Until a little while ago, “AI dubbing” was just, well, “AI dubbing.” You know, the thing that would replace “traditional dubbing”, like, next year. Or maybe the year after. Or – soon. You would need a human in the loop to make it perfect. Or a copilot. Or a “human first”, which actually means, humans get to be the first to look at what AI produced and to fix it, like, add that famous “cultural nuance”. The 20 or 10 or 2 percent that the machine can’t, simply cannot, produce.
Maybe that all of this began to sound a bit scary. People were perhaps wondering how to identify what exactly is hiding in those missing percentage points. Is there an algorithm that can function as a nuance-detector? Is the uncanny valley bridgeable? What will happen to the industry? Which kind of language service provider will survive? Maybe only those who can provide “boutique” dubs while the rest is done not by LSP’s but by the producers of entertainment right at the source? What is going to happen to the people that once used to write and translate, direct and act? What do the audiences say?
No one really likes to say, hey, “AI dubbing” is here and it will replace all of you (well, some people do but they are rare). It sounds much better if you say, hey, “AI dubbing” is here and it’s a useful tool. It will help you.
Okay, maybe not you, the creative.
Synthetic voices will not help voice actors, it will replace them. I know that they are advertised as a new business model for actors – license your voice and earn money while not actually acting – but honestly now. Actors are actors because guess what? Because they want to act. Plus, I see none of the licensing models offering enough money to really make a living. And for how long?
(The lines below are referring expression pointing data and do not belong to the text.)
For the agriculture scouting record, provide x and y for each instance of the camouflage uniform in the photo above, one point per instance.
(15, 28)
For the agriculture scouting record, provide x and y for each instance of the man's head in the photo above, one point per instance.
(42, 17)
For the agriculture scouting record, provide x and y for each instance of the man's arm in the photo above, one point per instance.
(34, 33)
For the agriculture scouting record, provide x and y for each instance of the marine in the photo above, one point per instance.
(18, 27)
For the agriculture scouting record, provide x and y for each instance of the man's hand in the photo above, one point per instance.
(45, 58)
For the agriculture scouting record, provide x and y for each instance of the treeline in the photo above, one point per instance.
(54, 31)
For writing dubbing scripts, I haven’t found AI helpful. The only AI tool that I could possibly be using is ChatGPT, and although I know colleagues who use it as a sparring partner to discuss ideas – looking for alternatives and synonyms, or writing background dialogue – it doesn’t work with my creative process. I’m also not sure about discussing what’s essentially classified material with a program that uses its input for training.
I have, on occasion, checked a translation that I didn’t trust against DeepL, I do admit that. If the translation seemed really fishy, I took my issues up with the translator themselves, so I didn’t need DeepL for very long.
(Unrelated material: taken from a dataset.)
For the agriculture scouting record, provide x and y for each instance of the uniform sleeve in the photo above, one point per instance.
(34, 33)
Other than that, no AI that I have ever seen addresses any of the issues that I might encounter while writing.
I can think of some. I have wished on occasion that they could pry the odd lip open in order to make something like “marry me” look more like “heirate mich.” And I know that I am not alone. So, give me deepfake tool and the artistic license to use it, and I will, if I think that a change in the image would be in the interest of maintaining the suspension of disbelief that is necessary for a dub to work.
Every dubbing scriptwriter I know has cursed to high heaven when a character suddenly appears that they know has appeared before, but did they address their best friend’s mother formally or informally? Damned if you didn’t spend hours looking through old as-rec scripts only to find out that your colleague from season 2 has avoided the issue altogether.
Every dubbing scriptwriter I know hates writing recaps. We spend useless hours digging through perhaps several seasons worth or as-rec scripts just to find the excerpts. AI to the rescue please!
So, if AI were really used as a tool in the dubbing process, it would be used by creatives to make things faster AND better. It would be used by dubbing companies to make, say, their contract management less cumbersome, or assist in booking talent. And it would be good if dubbing companies invested in this.
I have said elsewhere that I don’t believe that the term “AI dubbing” is useful. There is only dubbing, and the dubbing process utilizes any number of different workflows, with more or less degree of automation.
What does exist are “AI dubbing companies”. And they don’t use “AI dubbing” as a tool. They ARE the tool used by content providers in order to localize their product. For content providers, “AI dubbing” (provided it really does end up being faster and cheaper than “traditional dubbing”, never mind better) is the most useful tool since the invention of the internet. Whether individual creatives fit into this process, and how that spark of creativity that should be in the center of the adaptation process will survive, is extremely uncertain. And this is why the sentence, “AI dubbing is a useful tool” doesn’t sound at all comforting to me.